Marco, Roblox, e una videochiamata inaspettata
Il secondo contesto è arrivato, come direbbero a Roma, così de botto.
Stavo lavorando a un esperimento di flusso con l’AI lato coding, usando le mod di Minecraft Java e i giochi Roblox come terreno di prova. Nel farlo ho costruito un gioco simil-horror ispirato alle backrooms per Roblox. Semplice, grezzo, fatto per testare il flusso di lavoro più che per altro.
L’ho fatto provare a Marco. Era entusiasta.
Mentre tornavo a casa mi ha videochiamato. Aveva aperto Roblox Studio e mi chiedeva come costruire qualcosa di simile. Il weekend è andato avanti così, lui a sperimentare, io a rispondere a domande. Prima gli raccontavo di queste cose e non mi ascoltava. Ora costruisce.
Quell’entusiasmo mi ha ricordato qualcosa di fondamentale. Se contestualizzi e applichi la semplicità puoi creare grandi cose. Un gioco grezzo fatto con strumenti accessibili ha acceso qualcosa in mio figlio che ore di spiegazione non avevano acceso. Perché era semplice, concreto, immediato. Perché lo vedeva funzionare.

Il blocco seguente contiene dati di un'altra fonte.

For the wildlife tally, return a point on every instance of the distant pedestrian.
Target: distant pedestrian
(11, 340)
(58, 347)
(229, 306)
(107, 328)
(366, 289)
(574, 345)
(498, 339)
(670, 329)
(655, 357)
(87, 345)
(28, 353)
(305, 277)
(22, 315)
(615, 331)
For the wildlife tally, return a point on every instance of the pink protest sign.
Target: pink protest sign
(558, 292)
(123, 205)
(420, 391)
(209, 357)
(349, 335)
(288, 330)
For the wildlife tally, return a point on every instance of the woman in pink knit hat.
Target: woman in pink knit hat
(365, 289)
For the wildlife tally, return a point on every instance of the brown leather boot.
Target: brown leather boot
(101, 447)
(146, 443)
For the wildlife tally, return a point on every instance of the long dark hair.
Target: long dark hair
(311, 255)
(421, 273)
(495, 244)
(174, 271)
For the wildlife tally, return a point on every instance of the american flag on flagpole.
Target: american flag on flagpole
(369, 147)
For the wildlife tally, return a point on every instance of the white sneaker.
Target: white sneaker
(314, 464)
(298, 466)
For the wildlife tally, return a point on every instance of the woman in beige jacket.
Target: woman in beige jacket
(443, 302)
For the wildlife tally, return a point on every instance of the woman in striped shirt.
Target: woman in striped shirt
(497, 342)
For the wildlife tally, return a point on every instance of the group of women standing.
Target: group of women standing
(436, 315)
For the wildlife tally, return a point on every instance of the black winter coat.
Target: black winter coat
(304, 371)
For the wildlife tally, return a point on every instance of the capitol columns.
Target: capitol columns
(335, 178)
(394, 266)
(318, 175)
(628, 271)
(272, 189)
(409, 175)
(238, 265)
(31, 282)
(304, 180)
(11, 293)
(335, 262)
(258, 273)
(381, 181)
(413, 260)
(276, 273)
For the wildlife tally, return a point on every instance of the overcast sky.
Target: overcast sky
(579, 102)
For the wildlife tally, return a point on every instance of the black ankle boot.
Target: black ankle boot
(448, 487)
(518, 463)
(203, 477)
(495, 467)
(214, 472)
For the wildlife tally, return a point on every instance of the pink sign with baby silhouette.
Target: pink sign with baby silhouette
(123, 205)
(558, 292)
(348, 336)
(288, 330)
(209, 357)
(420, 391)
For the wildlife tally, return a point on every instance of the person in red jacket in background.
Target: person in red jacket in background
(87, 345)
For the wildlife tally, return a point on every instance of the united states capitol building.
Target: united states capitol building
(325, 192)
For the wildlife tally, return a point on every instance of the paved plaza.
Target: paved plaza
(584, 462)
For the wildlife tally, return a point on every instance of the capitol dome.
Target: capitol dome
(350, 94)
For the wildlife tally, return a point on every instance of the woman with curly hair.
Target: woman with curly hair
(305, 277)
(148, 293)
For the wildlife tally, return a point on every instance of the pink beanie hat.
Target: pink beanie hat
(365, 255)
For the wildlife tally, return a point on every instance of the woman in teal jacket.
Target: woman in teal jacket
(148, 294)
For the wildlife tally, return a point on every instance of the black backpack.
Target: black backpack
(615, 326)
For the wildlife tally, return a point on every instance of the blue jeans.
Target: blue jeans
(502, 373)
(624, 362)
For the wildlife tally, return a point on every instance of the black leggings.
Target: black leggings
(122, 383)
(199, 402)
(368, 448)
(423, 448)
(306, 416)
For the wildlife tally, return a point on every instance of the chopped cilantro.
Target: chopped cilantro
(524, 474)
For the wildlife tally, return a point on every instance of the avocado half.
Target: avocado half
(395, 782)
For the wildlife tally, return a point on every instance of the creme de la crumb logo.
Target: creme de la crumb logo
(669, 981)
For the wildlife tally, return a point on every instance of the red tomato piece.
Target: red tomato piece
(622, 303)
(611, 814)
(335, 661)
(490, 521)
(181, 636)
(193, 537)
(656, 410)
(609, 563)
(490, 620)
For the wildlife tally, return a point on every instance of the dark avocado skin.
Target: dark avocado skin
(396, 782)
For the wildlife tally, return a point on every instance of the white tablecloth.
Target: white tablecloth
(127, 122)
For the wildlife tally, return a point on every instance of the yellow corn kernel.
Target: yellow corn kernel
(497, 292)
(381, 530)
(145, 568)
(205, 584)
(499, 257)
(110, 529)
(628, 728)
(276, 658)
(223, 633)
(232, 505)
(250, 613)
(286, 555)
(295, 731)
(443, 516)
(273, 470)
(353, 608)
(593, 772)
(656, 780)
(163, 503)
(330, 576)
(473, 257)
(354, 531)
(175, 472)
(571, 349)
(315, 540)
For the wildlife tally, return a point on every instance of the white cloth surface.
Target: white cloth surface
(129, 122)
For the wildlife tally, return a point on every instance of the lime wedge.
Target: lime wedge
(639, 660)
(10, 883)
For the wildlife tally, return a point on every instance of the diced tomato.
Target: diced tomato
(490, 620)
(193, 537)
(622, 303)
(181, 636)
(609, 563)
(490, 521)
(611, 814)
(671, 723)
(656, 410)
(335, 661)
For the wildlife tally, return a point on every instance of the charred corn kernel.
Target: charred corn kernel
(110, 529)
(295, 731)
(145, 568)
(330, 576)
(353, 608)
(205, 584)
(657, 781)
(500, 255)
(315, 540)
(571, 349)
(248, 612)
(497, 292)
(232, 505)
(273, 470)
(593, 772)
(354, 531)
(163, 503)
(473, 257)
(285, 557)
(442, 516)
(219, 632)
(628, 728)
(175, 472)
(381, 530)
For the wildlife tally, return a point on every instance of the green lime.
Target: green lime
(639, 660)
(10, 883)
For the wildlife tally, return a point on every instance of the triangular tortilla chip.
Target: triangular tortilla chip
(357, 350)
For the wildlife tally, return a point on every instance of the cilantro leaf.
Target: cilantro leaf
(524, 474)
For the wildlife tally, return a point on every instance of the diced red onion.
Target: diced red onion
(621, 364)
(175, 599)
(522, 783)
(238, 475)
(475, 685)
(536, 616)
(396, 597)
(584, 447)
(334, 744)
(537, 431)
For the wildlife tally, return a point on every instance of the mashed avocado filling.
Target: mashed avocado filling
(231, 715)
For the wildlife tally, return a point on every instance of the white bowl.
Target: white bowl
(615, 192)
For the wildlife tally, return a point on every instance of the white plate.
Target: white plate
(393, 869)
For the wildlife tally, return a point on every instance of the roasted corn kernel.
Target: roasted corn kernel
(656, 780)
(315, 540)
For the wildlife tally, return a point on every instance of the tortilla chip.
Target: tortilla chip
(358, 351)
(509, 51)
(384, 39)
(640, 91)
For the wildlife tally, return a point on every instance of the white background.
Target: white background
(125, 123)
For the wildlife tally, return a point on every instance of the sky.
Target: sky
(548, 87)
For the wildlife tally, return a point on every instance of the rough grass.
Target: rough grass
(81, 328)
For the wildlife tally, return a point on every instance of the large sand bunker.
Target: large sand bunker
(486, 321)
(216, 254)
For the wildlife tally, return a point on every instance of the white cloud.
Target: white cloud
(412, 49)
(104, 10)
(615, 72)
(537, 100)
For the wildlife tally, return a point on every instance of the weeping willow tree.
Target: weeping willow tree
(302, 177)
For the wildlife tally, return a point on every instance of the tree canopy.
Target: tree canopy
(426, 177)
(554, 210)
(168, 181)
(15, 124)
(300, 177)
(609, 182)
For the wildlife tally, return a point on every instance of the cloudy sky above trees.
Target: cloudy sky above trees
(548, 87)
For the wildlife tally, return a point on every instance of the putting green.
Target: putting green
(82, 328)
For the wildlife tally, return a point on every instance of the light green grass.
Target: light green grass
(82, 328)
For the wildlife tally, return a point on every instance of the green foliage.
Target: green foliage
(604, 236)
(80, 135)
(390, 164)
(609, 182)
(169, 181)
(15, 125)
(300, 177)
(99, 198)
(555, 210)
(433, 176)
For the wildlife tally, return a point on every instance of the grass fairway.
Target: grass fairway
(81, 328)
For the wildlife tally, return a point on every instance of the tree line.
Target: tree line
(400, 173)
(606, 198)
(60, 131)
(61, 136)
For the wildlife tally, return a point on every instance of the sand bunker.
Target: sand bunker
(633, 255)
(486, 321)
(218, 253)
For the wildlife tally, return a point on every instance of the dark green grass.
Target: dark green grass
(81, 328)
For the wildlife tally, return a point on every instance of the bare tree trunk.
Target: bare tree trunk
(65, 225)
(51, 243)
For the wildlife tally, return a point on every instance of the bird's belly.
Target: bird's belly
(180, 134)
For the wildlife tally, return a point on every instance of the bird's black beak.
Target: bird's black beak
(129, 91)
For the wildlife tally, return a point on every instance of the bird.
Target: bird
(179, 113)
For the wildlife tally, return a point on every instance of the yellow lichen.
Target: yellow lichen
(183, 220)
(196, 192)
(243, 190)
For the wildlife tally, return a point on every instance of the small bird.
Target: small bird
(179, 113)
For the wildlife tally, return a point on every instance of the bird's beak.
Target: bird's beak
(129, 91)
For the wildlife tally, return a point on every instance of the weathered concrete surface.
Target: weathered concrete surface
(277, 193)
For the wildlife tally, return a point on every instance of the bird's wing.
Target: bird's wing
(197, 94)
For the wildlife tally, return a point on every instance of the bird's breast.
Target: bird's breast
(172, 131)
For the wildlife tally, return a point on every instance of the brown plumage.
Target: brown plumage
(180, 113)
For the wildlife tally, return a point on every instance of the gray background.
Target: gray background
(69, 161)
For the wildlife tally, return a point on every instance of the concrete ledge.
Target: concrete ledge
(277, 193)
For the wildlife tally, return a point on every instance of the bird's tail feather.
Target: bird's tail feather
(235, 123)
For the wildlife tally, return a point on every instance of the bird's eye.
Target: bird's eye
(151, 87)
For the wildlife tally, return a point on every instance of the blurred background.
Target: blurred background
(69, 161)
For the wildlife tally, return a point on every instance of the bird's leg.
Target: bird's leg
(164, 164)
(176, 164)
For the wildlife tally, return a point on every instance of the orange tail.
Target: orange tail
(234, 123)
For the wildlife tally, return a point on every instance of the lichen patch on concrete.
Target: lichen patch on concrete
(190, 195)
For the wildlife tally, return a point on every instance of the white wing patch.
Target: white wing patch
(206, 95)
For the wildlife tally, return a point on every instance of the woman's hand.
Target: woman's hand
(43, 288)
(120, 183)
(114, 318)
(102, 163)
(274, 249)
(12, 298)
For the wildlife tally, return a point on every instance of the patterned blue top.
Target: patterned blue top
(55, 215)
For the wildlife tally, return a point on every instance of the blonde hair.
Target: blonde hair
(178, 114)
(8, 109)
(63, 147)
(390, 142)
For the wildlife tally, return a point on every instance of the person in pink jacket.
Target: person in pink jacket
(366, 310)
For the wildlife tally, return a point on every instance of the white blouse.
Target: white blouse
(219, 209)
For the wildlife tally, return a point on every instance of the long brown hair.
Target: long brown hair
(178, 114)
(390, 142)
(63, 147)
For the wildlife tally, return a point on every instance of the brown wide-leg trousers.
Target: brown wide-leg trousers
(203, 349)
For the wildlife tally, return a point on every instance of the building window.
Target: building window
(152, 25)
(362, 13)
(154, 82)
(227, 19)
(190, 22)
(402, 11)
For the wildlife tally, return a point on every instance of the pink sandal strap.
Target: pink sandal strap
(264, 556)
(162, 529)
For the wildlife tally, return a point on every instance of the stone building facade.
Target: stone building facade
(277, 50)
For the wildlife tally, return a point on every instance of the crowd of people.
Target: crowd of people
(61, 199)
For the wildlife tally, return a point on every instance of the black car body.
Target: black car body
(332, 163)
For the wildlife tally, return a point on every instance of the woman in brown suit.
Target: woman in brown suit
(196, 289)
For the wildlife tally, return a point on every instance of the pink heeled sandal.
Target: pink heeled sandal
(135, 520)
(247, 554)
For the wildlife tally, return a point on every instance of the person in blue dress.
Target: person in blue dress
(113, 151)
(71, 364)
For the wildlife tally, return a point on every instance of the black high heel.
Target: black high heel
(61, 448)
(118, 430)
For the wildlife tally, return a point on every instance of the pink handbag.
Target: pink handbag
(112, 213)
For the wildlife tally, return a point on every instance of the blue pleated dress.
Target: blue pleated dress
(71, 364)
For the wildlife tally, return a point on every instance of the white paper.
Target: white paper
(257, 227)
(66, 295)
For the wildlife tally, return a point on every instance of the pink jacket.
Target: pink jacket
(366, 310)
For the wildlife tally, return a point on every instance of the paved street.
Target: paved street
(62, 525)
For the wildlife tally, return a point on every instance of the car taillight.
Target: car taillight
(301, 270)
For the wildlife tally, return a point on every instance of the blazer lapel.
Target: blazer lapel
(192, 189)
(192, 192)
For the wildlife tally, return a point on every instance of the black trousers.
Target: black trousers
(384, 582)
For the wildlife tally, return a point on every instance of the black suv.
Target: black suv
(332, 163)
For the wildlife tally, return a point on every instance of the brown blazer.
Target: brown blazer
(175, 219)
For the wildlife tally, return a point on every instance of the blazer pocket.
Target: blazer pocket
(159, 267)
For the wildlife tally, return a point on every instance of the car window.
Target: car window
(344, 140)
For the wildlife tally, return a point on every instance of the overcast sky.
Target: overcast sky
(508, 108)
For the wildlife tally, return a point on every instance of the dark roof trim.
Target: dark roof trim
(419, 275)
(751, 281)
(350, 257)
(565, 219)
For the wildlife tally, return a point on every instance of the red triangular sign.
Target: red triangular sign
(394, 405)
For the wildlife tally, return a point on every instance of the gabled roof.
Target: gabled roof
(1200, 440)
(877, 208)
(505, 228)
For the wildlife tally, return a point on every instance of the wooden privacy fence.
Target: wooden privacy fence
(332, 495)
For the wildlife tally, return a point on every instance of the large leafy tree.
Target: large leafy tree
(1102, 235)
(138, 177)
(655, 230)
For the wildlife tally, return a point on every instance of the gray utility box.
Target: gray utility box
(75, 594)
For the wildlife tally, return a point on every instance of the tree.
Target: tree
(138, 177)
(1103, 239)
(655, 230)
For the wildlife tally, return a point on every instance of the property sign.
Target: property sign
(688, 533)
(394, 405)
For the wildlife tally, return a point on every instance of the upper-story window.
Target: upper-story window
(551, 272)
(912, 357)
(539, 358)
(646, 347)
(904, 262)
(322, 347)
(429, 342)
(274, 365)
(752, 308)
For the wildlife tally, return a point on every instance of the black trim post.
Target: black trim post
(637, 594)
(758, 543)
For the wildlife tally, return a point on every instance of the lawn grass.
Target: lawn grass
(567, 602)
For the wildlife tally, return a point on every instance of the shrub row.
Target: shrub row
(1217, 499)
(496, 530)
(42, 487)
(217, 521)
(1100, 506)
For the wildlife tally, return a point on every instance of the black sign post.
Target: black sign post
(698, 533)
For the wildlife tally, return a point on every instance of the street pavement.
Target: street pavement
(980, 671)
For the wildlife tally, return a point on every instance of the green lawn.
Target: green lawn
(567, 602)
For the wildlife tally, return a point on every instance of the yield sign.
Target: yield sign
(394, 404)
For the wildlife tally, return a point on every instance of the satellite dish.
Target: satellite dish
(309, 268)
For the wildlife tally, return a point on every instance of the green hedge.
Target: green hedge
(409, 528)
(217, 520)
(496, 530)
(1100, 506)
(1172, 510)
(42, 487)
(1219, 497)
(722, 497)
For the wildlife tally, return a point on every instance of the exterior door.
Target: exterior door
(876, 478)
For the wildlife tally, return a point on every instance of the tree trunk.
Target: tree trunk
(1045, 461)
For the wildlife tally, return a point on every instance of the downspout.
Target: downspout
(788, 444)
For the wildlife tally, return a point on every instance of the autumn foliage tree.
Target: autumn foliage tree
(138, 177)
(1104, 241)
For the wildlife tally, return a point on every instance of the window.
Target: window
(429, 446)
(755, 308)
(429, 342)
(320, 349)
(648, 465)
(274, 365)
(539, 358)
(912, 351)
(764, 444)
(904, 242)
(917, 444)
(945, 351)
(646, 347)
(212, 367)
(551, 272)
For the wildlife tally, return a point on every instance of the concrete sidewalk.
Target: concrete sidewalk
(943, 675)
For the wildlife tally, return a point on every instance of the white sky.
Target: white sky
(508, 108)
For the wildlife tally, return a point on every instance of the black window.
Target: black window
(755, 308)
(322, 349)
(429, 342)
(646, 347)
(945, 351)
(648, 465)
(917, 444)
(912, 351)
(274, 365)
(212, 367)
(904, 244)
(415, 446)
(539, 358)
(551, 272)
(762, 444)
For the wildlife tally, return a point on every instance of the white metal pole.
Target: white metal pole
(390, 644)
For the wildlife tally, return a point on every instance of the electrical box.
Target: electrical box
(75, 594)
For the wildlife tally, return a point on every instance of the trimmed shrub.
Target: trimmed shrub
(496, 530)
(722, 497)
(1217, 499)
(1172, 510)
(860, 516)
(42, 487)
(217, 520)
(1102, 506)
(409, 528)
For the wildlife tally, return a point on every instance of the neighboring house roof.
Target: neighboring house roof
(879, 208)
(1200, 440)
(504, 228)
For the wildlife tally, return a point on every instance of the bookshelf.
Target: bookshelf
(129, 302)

La complessità che dimentichiamo di costruire
Spesso puntiamo direttamente alla complessità, saltiamo i passaggi, vogliamo il risultato prima del percorso. E così creiamo complessità fine a se stessa, che snatura pensieri e obiettivi invece di servirli.
La complessità vera, quella che regge, è sempre una composizione di semplicità ben strutturate. I sistemi più sofisticati che conosco, nel lavoro, nel pensiero, nei giochi, sono costruiti su fondamenta elementari gestite con precisione.
Nei prossimi post racconterò di come coding, AI e certi ambienti come Roblox o Minecraft Java possano diventare un banco di prova prezioso, per noi, per i nostri figli, e per il rapporto tra loro e noi.
Per ora mi fermo qui. Con la soddisfazione di chi ha visto un principio semplice fare cose grandi, in una partita a Soviet Republic e in una videochiamata con suo figlio.